Fifty-six years of such a king cannot but be a wearisome lesson to the reader, if the eye rest on the king only or on the circle of events of which he is the centre; and to a certain degree, in these ages in which we have to depend chiefly on the historians of the time, with little help from other sorts of literature, the king is necessarily the centre of every circle. The monotony of detail may, however, be broken by arranging the reign in four divisions. Henry was nine years old when he began to reign. The first portion, then, comprises the years of his minority, and may be regarded as closing about the year 1227, although, as the influence of his early ministers continued to affect him for some years longer, that date is not a very distinct limit.
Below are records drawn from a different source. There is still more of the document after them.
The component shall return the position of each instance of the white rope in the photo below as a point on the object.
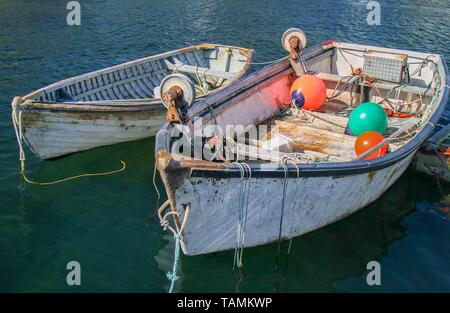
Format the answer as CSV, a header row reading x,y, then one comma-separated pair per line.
x,y
268,62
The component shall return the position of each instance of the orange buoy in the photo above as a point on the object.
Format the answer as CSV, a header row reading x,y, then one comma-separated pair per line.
x,y
367,141
308,92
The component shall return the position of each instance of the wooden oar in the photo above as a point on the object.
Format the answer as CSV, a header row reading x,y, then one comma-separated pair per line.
x,y
405,127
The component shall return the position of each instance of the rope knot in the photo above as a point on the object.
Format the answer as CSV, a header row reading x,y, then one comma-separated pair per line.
x,y
172,276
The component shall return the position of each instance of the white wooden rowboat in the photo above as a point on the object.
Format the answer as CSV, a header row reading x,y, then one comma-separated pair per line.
x,y
120,103
217,205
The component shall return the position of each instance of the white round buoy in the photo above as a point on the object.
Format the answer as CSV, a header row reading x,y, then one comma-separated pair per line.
x,y
182,81
293,32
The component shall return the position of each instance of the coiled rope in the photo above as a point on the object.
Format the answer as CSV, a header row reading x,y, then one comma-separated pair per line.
x,y
178,236
242,212
17,123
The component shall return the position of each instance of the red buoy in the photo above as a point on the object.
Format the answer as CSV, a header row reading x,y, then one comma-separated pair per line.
x,y
308,92
368,140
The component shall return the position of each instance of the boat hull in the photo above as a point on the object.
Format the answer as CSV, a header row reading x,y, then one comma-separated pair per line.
x,y
309,204
52,134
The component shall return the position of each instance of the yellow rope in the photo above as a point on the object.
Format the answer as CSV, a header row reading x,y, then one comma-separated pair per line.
x,y
22,163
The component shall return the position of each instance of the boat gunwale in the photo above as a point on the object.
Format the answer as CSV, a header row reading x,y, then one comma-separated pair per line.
x,y
247,52
274,170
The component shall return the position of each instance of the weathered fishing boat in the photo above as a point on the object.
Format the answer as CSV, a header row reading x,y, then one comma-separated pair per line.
x,y
433,158
227,190
120,103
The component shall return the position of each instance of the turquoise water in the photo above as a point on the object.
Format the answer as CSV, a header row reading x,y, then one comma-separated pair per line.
x,y
108,224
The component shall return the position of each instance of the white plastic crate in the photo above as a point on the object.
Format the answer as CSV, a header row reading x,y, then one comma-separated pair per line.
x,y
385,66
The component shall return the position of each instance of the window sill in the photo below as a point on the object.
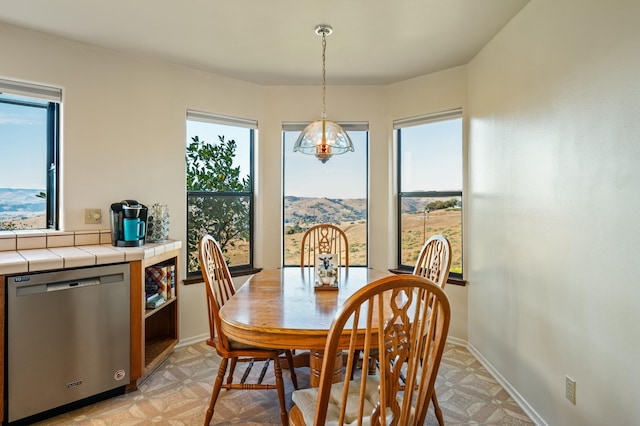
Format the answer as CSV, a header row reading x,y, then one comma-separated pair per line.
x,y
451,280
197,278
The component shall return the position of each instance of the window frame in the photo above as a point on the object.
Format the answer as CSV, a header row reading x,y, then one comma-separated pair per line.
x,y
252,126
398,125
348,126
53,97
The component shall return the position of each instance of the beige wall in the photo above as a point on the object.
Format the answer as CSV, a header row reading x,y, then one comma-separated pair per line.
x,y
554,195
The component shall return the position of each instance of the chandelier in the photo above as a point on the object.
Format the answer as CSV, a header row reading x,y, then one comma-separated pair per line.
x,y
323,138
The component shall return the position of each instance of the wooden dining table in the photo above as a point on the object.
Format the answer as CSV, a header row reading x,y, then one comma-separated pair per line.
x,y
282,309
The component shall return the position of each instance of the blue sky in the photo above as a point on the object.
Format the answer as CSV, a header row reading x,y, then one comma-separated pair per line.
x,y
431,156
431,159
22,146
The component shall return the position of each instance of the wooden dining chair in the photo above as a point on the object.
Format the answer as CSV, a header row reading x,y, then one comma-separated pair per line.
x,y
434,263
394,314
220,289
321,239
434,260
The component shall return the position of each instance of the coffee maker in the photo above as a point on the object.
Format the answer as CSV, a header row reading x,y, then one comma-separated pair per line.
x,y
128,223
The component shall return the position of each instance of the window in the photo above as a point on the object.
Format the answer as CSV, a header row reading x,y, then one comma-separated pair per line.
x,y
219,155
430,185
29,135
334,192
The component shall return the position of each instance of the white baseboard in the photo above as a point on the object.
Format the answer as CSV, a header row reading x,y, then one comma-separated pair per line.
x,y
192,340
529,411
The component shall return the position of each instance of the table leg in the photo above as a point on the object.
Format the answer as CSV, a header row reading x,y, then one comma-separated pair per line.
x,y
315,367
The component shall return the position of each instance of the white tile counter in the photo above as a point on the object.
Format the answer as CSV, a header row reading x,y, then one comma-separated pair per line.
x,y
31,251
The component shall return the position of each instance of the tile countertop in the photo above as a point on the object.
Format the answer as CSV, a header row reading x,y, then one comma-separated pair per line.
x,y
42,259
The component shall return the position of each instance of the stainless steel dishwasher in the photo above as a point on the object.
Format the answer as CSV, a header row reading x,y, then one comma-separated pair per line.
x,y
67,339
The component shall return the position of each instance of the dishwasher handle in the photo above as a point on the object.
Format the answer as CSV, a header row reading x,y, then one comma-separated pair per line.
x,y
26,290
86,282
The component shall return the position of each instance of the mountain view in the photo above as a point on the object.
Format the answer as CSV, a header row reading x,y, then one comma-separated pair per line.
x,y
22,208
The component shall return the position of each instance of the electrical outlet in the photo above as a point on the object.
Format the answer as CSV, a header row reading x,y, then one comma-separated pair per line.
x,y
570,389
92,216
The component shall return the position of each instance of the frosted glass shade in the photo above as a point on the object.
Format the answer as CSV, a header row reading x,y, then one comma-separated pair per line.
x,y
323,138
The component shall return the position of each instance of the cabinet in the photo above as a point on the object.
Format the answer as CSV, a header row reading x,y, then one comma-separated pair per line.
x,y
154,332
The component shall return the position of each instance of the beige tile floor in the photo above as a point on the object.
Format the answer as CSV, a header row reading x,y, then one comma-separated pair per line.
x,y
178,394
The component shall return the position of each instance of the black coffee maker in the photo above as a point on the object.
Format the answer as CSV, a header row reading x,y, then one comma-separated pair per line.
x,y
128,223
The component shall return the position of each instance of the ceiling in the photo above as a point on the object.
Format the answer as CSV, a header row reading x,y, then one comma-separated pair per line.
x,y
273,42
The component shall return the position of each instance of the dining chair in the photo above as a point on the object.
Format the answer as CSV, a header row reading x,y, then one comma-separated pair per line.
x,y
324,238
220,289
434,263
434,260
393,314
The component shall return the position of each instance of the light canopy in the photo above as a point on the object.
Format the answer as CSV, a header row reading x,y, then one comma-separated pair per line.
x,y
323,138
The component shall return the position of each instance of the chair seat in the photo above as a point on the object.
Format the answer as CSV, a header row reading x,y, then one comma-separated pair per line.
x,y
238,346
307,399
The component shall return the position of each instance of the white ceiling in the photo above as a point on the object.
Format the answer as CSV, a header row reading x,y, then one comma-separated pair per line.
x,y
274,42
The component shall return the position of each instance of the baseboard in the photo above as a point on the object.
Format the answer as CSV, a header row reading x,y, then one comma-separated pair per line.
x,y
192,340
519,399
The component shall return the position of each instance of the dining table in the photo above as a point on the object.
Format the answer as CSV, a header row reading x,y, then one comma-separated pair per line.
x,y
283,309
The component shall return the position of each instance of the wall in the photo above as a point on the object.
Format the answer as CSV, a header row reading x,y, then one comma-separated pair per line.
x,y
123,126
554,184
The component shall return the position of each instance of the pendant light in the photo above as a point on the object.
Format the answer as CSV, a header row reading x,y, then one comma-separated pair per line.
x,y
323,138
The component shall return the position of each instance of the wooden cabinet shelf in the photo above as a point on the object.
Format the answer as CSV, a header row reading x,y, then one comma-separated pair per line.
x,y
154,332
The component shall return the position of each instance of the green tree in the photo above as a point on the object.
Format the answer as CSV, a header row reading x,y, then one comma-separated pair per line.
x,y
215,189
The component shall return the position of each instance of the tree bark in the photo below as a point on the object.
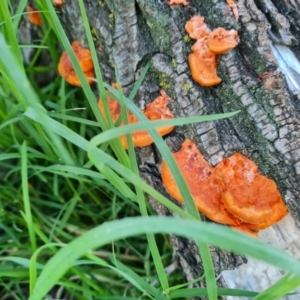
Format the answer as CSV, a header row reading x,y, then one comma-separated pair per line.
x,y
128,33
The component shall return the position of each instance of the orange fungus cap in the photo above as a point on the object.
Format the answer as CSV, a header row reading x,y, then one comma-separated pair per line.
x,y
178,2
58,2
33,16
66,69
197,28
221,40
157,110
203,68
199,177
247,194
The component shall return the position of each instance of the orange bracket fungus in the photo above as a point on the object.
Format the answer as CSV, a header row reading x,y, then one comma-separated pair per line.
x,y
34,16
157,110
203,59
199,177
232,193
221,40
250,196
66,69
58,3
234,9
178,2
203,64
197,28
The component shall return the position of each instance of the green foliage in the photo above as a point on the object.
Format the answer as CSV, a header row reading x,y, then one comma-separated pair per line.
x,y
73,216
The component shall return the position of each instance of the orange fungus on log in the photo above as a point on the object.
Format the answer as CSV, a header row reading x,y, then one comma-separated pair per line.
x,y
66,69
232,193
197,28
157,110
234,9
199,177
34,16
203,59
58,2
203,64
178,2
221,40
250,196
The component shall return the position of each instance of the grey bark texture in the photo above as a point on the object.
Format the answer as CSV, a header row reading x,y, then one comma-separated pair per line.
x,y
128,33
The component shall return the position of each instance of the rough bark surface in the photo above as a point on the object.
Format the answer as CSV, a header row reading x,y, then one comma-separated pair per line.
x,y
128,33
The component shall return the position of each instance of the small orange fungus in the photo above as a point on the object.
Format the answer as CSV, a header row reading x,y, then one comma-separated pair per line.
x,y
58,2
232,193
157,110
178,2
203,59
250,196
234,9
221,40
33,16
199,177
66,69
197,28
203,64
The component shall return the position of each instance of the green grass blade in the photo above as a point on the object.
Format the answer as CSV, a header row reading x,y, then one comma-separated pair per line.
x,y
286,284
213,234
26,200
10,33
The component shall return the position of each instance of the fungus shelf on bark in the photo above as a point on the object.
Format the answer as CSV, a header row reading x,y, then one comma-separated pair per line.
x,y
232,193
203,59
34,16
66,69
157,110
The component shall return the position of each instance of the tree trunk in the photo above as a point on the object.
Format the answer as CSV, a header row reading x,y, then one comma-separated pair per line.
x,y
128,33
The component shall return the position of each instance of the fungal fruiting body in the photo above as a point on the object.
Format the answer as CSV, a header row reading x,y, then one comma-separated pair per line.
x,y
234,9
178,2
33,16
250,196
197,28
203,64
220,40
203,59
58,3
66,69
157,110
199,177
232,193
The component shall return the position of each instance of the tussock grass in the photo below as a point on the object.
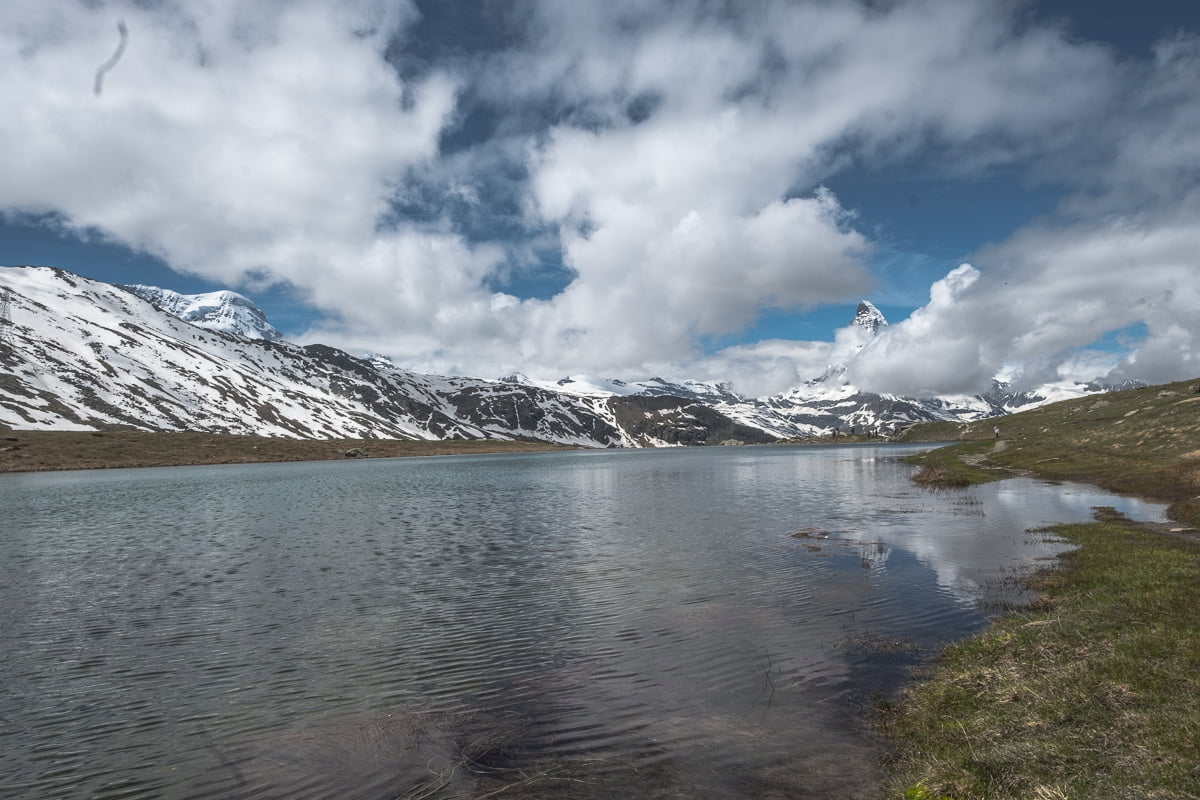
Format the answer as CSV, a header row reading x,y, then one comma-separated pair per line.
x,y
1092,692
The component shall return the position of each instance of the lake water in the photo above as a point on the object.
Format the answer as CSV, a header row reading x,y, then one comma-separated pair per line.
x,y
697,623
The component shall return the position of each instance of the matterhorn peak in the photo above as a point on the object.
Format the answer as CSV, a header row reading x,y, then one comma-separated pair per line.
x,y
869,317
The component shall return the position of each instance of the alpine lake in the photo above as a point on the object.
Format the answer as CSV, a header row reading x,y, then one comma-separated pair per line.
x,y
684,623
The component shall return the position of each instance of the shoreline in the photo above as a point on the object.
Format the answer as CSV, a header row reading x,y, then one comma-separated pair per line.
x,y
41,451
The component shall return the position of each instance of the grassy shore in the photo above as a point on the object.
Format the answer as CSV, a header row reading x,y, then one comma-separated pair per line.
x,y
1093,691
24,451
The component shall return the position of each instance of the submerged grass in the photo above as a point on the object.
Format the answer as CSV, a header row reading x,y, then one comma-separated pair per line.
x,y
1093,691
1141,441
1089,693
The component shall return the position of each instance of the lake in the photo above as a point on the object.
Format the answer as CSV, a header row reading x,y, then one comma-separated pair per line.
x,y
691,623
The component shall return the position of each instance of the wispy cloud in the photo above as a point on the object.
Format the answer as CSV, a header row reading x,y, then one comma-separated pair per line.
x,y
670,157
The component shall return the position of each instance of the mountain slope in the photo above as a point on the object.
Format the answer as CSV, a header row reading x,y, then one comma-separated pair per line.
x,y
78,354
219,311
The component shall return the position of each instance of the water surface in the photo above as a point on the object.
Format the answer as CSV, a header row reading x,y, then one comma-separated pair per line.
x,y
702,623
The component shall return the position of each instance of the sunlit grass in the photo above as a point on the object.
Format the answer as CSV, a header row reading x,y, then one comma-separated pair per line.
x,y
1090,693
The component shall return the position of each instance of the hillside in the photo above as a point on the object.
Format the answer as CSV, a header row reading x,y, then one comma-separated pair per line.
x,y
82,355
1141,441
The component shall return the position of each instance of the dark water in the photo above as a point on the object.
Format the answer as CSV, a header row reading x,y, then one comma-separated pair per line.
x,y
587,625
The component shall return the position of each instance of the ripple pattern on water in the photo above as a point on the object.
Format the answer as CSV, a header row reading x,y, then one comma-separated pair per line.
x,y
697,623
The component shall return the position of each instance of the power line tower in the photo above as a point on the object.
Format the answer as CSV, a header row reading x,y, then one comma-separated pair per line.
x,y
5,319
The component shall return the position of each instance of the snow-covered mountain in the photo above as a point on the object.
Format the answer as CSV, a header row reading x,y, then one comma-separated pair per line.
x,y
79,354
219,311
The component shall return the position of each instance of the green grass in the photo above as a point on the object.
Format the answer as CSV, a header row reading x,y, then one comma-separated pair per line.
x,y
1143,441
1090,693
1093,691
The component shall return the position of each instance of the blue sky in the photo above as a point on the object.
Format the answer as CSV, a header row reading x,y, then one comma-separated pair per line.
x,y
633,188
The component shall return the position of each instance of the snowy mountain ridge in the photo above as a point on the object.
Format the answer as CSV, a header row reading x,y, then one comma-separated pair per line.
x,y
219,311
79,354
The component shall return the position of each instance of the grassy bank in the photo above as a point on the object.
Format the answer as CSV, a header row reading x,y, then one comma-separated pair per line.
x,y
1093,691
23,451
1144,441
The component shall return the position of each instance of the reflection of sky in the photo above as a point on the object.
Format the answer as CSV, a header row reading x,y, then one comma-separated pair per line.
x,y
627,596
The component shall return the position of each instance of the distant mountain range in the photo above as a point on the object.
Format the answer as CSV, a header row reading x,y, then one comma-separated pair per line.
x,y
79,354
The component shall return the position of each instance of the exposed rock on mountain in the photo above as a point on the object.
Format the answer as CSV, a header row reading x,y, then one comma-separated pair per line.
x,y
219,311
78,354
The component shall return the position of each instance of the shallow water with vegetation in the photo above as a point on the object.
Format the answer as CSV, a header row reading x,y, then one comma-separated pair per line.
x,y
658,624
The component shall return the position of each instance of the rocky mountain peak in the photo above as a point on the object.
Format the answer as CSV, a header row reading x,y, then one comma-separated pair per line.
x,y
869,317
219,311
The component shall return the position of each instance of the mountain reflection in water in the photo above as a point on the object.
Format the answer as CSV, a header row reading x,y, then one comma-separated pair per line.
x,y
703,623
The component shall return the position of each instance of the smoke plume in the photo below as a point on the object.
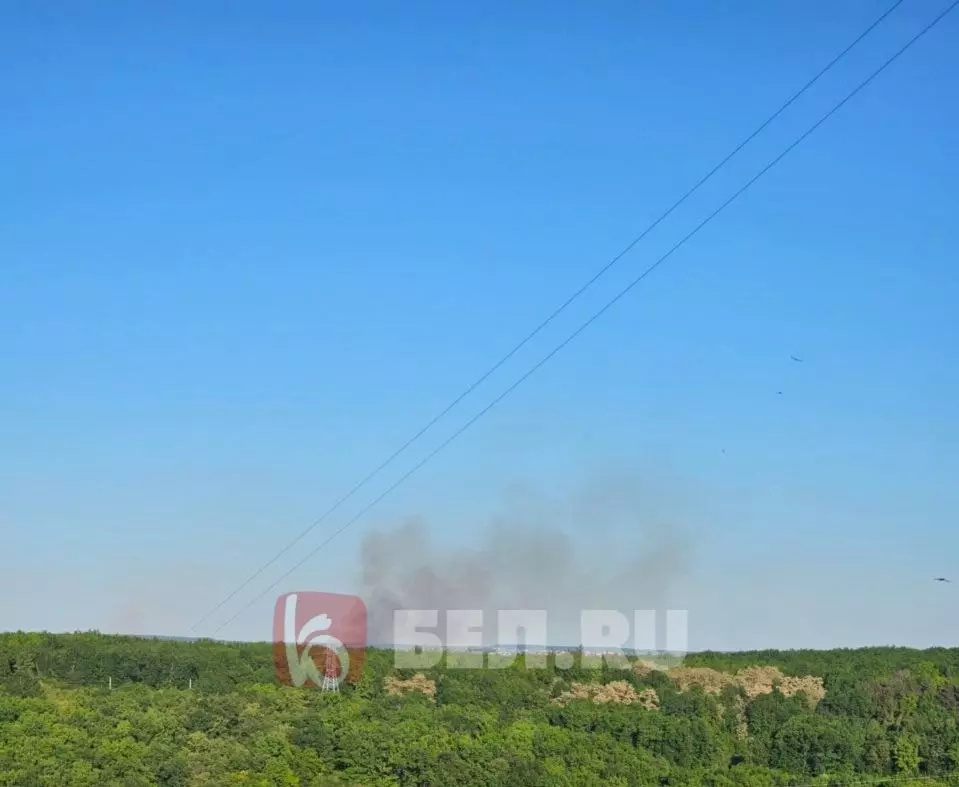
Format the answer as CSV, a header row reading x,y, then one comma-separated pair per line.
x,y
603,547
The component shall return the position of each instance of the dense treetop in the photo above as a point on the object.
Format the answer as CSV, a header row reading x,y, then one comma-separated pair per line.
x,y
89,709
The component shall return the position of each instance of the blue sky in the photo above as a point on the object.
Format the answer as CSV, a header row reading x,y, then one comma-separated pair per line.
x,y
246,253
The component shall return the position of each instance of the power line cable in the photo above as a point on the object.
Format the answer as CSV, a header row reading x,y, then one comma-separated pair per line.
x,y
606,307
479,381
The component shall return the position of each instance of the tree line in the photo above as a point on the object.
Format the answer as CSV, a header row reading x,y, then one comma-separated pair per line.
x,y
201,713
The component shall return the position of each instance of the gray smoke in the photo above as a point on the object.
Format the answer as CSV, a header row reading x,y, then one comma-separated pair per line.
x,y
605,546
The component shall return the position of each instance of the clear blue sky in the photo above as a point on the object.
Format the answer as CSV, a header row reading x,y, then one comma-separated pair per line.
x,y
247,251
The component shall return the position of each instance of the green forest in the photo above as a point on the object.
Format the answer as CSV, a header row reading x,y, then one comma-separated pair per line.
x,y
86,709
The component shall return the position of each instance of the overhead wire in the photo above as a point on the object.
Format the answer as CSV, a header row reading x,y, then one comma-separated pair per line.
x,y
548,320
622,293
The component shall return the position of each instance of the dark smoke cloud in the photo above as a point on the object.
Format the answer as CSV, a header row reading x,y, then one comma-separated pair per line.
x,y
605,546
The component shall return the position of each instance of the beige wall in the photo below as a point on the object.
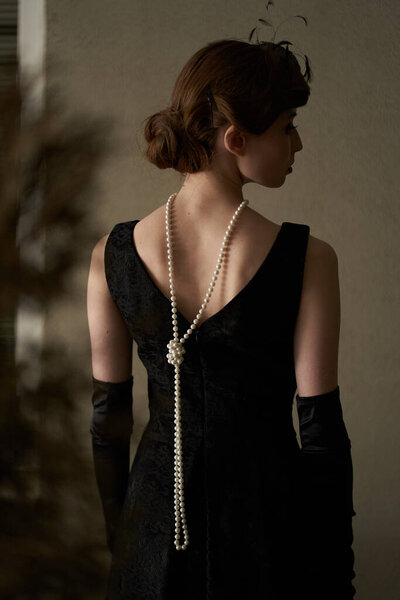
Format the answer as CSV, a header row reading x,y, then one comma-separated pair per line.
x,y
120,58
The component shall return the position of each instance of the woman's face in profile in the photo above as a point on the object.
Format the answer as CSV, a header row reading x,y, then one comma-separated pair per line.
x,y
268,156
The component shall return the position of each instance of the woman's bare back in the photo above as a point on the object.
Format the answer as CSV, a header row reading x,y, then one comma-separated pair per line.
x,y
196,246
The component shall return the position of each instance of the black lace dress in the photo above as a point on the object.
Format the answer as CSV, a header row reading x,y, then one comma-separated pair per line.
x,y
240,451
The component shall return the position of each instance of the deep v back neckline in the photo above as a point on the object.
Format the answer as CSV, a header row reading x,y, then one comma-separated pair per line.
x,y
231,302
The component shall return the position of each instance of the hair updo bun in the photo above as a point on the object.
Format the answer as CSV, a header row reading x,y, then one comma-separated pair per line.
x,y
172,143
227,81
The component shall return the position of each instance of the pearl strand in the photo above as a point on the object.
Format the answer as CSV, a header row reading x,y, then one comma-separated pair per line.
x,y
175,357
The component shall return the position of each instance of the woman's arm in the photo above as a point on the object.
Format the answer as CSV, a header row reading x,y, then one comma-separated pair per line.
x,y
112,419
325,503
316,337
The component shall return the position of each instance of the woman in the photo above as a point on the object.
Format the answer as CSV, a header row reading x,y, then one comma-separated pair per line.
x,y
220,501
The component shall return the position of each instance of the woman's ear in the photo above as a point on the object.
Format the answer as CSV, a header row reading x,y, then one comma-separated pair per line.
x,y
234,140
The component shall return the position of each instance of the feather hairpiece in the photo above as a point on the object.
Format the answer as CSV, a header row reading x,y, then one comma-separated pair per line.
x,y
267,44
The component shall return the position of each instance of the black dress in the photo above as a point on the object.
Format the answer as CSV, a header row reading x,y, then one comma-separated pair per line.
x,y
240,451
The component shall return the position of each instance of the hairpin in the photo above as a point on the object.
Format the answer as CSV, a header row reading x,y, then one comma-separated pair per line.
x,y
211,102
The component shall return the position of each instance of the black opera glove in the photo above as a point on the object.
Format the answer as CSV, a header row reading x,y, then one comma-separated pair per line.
x,y
326,472
111,429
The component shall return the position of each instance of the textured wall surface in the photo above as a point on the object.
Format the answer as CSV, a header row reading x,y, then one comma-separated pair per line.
x,y
120,59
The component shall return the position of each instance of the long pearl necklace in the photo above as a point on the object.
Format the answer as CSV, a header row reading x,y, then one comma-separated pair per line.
x,y
175,357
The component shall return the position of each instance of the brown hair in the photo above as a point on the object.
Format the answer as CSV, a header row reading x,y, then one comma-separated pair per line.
x,y
226,81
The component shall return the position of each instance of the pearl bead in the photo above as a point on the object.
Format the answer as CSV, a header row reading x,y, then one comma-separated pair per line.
x,y
175,357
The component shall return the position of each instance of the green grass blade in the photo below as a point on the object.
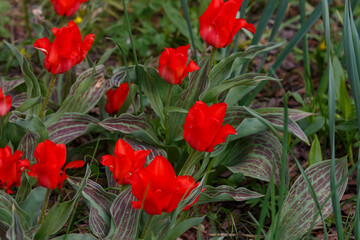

The second division comprises the years of his personal administration, during which he mismanaged matters for himself, and which end at the year 1258, when, having brought affairs to a dead lock, he was obliged to consent to be superseded by a new scheme of government embodied in the Provisions of Oxford. The third period includes the years of eclipse, from 1258 to 1265, when the battle of Evesham gave him again the power as well as the name of king. The last period contains the seven years intervening between the battle of Evesham and the king’s death, and depends for its historic interest entirely on the fact that it witnessed the results of the great struggle—the clearing of the board after the crisis of the game was past.

Accession of
Henry III.

Henry’s
party.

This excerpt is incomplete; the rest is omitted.